El templario le miró tristemente, sacudió la cabeza y murmuró:

– No me corresponde a mí informaros…


– Sor Sibila ha sido llamada por Dios -nos anunció la madre superiora del convento de Betania.

– ¿Cuándo? ¿Cómo?

– La semana pasada, mientras dormía… No sufrió -dijo la religiosa al destrozado conde de Flandes.

Luego la cólera reemplazó al dolor, y Thierry de Alsacia estalló como un huracán.

– ¡Dios la ha matado! ¡Prefirió llamarla al Cielo antes que ver cómo la reconquistaba!

No me atreví a decirle que, aunque había escrito algunos poemas, posiblemente no habrían dado ningún resultado. En todo caso, no habían convencido a Filomena de que me amara…

Luego el conde cambió nuevamente de actitud. No había ya en él ni rastro de cólera; solo un gran agotamiento.

– Es culpa mía -dijo-. Nunca debería haberme lanzado a una aventura como esta…

Sus ojos estaban llenos de lágrimas y nuevas arrugas surcaban su frente.

– Perdonadme por haberos arrastrado conmigo, amigos míos -continuó, dirigiéndose a nosotros-. Perdón, perdón. ¡Y tú, Dios, perdóname también! ¡Y tú también, Sibila, a quien prefiero viva y encerrada antes que muerta… e igualmente encerrada!

Hubiera querido convertirse en mujer. «Si pudiera -se decía- transformarme en una de ellas y permanecer, para el resto de mi vida, en este lugar donde resonaron sus pasos… ¡De qué me sirve ser un hombre, si es para estar lejos de mi Sibila!»


Nuestro pequeño grupo se instaló fuera del recinto de Betania, donde los hombres podían entrar pero no alojarse -ni siquiera pasar la noche-. Las monjas nos habían dado pan y un caldero de lentejas guisadas con tocino, que degustamos en silencio.

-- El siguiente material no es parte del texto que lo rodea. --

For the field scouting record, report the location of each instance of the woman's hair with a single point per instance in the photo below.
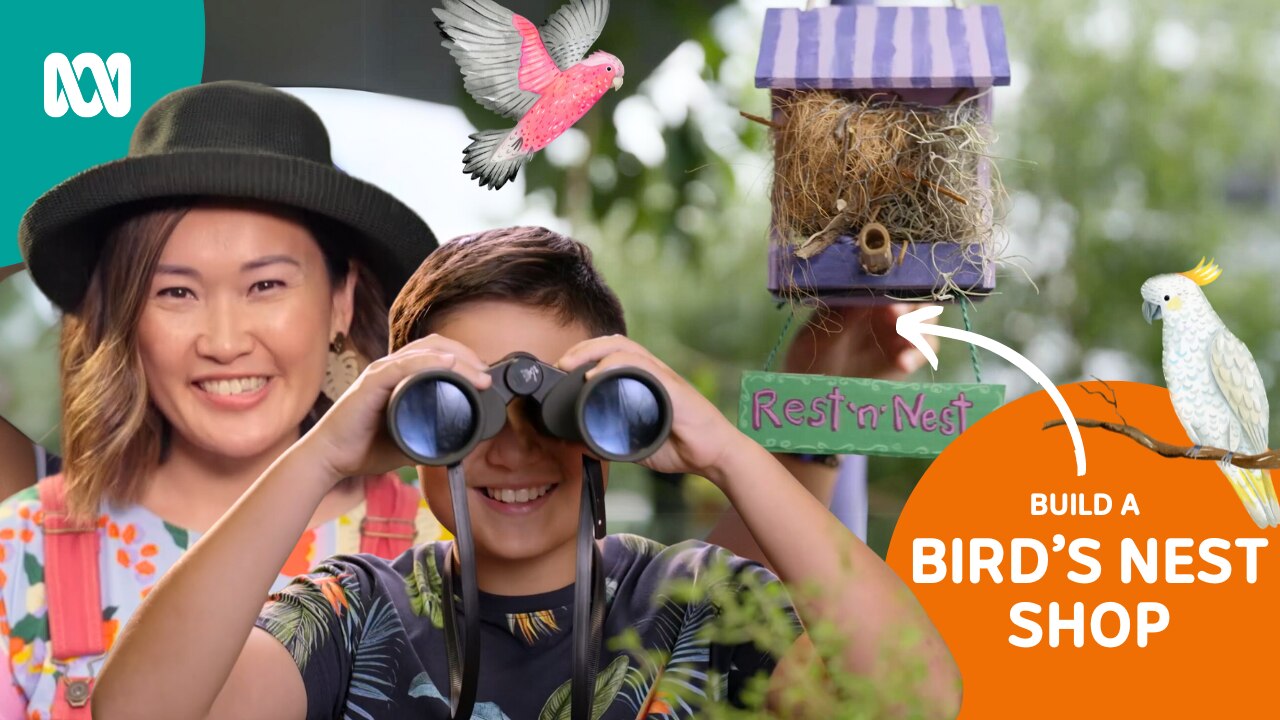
(526, 264)
(113, 436)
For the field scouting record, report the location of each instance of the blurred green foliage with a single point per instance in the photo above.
(1138, 136)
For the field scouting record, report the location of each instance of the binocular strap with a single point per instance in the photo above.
(588, 592)
(464, 656)
(462, 683)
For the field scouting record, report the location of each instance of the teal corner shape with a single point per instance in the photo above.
(165, 44)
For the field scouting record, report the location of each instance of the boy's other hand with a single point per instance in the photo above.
(858, 342)
(700, 437)
(352, 440)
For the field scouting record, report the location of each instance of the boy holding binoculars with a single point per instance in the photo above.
(362, 638)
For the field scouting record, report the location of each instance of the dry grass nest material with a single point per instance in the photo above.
(842, 163)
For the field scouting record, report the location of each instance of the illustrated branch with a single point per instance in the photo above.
(1269, 460)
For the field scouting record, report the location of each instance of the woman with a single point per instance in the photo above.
(218, 286)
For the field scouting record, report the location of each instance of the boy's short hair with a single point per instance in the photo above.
(530, 265)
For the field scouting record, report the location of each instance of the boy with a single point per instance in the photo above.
(362, 638)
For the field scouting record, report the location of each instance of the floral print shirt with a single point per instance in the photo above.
(136, 547)
(368, 636)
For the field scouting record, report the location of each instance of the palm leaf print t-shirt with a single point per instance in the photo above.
(368, 636)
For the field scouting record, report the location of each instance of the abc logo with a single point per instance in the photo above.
(112, 80)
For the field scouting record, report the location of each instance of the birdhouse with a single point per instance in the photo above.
(881, 135)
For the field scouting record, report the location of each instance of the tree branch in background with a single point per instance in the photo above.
(1269, 460)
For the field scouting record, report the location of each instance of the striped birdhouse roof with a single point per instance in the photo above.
(873, 46)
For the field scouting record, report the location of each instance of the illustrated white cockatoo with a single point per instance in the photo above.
(1214, 382)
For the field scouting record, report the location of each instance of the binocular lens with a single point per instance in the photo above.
(622, 417)
(435, 418)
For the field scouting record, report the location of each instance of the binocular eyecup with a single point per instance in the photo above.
(621, 414)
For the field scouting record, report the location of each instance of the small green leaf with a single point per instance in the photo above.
(179, 536)
(31, 628)
(35, 570)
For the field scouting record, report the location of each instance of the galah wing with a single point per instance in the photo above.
(572, 30)
(506, 60)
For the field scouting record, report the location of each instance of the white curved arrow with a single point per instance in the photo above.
(913, 328)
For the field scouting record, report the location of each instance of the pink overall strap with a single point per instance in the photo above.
(391, 509)
(73, 596)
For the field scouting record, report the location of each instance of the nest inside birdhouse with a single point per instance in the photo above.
(844, 163)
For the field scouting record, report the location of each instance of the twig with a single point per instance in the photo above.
(1112, 401)
(759, 119)
(1269, 460)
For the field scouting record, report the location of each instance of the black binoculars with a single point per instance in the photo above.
(622, 414)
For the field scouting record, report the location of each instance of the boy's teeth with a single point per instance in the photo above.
(517, 496)
(234, 386)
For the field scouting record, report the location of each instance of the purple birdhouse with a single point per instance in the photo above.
(882, 128)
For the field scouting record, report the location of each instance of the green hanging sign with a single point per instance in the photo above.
(823, 415)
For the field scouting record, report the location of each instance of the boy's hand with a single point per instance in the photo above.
(700, 437)
(858, 341)
(351, 440)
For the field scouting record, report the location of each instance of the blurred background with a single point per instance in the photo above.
(1137, 137)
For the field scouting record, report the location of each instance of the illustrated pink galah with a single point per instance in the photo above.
(540, 77)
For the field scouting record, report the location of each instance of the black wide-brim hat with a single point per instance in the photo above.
(222, 140)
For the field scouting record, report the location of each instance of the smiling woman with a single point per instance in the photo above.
(214, 285)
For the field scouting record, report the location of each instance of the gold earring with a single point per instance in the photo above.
(343, 368)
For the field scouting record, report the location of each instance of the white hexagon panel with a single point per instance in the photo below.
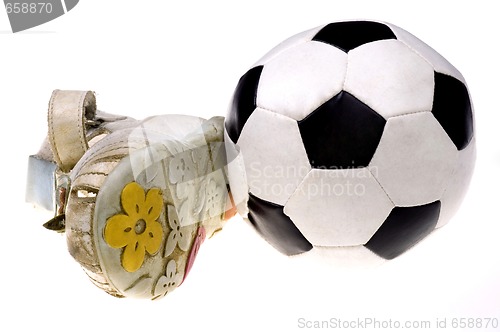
(273, 172)
(390, 78)
(346, 207)
(414, 160)
(304, 76)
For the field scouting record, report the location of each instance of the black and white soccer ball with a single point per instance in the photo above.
(353, 135)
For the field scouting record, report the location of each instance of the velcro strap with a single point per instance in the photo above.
(68, 112)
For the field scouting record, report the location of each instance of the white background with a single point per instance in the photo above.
(156, 57)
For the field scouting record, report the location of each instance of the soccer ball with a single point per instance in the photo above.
(353, 135)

De pronto, el conde apartó a un lado su plato, que no había tocado, y declaró dirigiéndose a Morgennes:

– Si quieres acercarte a estos hombres, a estos templarios, tienes que ser caballero… Y yo tengo el poder de armarte.

Morgennes dejó de comer y miró al conde, que prosiguió, con un brillo especial en los ojos:

– Te convertiré en el mejor dotado de todos los caballeros del reino, si…

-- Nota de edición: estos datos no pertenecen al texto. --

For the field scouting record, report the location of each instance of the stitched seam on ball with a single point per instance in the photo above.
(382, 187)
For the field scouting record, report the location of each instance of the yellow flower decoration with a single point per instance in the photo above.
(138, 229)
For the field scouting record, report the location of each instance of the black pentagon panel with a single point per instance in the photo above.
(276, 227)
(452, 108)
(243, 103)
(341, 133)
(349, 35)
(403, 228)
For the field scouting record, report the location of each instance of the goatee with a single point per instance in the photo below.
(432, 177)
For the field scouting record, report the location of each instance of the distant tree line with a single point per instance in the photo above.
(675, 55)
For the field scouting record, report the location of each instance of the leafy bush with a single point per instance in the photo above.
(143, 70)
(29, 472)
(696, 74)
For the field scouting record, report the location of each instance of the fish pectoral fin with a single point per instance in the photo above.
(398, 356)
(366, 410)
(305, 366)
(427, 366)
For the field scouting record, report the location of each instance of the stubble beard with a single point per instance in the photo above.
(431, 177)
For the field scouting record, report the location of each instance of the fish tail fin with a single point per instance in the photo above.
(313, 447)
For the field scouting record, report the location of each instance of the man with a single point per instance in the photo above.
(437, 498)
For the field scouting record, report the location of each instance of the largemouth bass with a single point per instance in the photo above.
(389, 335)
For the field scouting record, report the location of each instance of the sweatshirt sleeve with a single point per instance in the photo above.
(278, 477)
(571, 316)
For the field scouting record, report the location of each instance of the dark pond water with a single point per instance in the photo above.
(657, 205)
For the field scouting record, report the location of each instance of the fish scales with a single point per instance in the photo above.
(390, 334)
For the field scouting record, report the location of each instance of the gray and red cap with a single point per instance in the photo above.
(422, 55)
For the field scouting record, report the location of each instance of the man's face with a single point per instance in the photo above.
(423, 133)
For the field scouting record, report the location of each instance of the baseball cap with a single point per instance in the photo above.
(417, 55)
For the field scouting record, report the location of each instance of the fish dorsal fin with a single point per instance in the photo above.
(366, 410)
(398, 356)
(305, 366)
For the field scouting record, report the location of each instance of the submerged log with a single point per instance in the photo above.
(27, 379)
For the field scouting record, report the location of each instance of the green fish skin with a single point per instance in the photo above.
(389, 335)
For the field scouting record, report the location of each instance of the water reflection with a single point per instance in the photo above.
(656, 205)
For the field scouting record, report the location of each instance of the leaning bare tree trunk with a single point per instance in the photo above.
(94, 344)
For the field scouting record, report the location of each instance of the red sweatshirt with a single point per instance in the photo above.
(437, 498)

¿Qué iba a pedir ahora Thierry de Alsacia, que esa misma mañana no había dudado en increpar a Dios?

– … ¡si me devuelves a mi amada!

Comprendí entonces que el fuego que brillaba en los ojos del conde no se debía ni a la fiebre ni al dolor, sino a la demencia. Este hombre estaba loco de atar.

– ¿Queréis que penetremos en el interior del monasterio para robar el cuerpo de Sibila? -inquirió Morgennes.

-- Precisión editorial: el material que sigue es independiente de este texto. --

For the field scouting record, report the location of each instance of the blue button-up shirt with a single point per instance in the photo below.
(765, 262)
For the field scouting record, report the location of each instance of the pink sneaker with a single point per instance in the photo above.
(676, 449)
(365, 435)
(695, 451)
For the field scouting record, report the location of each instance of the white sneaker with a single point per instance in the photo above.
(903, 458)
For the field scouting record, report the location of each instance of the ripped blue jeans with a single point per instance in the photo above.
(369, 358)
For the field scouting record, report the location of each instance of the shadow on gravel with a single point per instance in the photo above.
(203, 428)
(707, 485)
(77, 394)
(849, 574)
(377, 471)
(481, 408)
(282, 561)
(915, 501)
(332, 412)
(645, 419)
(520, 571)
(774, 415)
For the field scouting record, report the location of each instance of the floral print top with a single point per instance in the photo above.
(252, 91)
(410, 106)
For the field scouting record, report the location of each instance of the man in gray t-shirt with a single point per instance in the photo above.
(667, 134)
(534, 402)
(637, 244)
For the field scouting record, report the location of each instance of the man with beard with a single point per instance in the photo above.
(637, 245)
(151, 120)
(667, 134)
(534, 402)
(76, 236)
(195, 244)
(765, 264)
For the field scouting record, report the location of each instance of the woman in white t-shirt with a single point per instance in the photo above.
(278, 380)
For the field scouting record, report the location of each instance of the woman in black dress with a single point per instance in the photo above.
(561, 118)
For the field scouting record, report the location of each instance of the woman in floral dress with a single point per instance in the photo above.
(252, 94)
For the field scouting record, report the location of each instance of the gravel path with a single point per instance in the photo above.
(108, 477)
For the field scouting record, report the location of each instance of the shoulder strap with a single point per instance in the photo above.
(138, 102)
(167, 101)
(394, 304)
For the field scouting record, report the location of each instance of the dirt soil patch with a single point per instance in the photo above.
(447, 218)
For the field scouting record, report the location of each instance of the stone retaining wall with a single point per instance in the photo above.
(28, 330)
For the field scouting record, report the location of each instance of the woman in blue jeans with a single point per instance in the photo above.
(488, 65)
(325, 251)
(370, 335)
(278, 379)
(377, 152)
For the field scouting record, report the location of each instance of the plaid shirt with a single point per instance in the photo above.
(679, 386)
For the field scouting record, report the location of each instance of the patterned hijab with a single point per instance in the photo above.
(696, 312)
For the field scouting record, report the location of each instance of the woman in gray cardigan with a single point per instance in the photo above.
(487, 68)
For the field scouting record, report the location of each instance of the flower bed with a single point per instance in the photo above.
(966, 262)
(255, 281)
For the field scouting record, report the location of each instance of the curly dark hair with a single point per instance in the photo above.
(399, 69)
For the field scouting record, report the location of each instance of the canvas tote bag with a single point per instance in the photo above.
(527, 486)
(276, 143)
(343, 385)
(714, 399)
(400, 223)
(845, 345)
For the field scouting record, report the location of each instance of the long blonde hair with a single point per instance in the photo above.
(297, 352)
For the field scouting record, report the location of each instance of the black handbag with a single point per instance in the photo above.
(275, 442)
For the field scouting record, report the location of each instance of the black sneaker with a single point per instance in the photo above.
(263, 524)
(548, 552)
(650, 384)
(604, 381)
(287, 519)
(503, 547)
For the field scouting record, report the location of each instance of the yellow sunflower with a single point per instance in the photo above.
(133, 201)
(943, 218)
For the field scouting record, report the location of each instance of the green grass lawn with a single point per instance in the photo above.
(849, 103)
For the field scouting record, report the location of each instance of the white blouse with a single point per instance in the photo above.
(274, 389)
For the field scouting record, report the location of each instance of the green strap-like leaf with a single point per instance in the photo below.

– ¿De qué cuerpo estás hablando? ¡Es solo un montón de huesos y carne que no me importa en absoluto! ¡Yo te hablo de su alma! ¡Devuélvemela, encuentra el modo de entrar en el Paraíso y saca de allí a Sibila!

– Es imposible -dijo Gargano.

– Déjale -le murmuré al oído-. ¿No ves que sufre?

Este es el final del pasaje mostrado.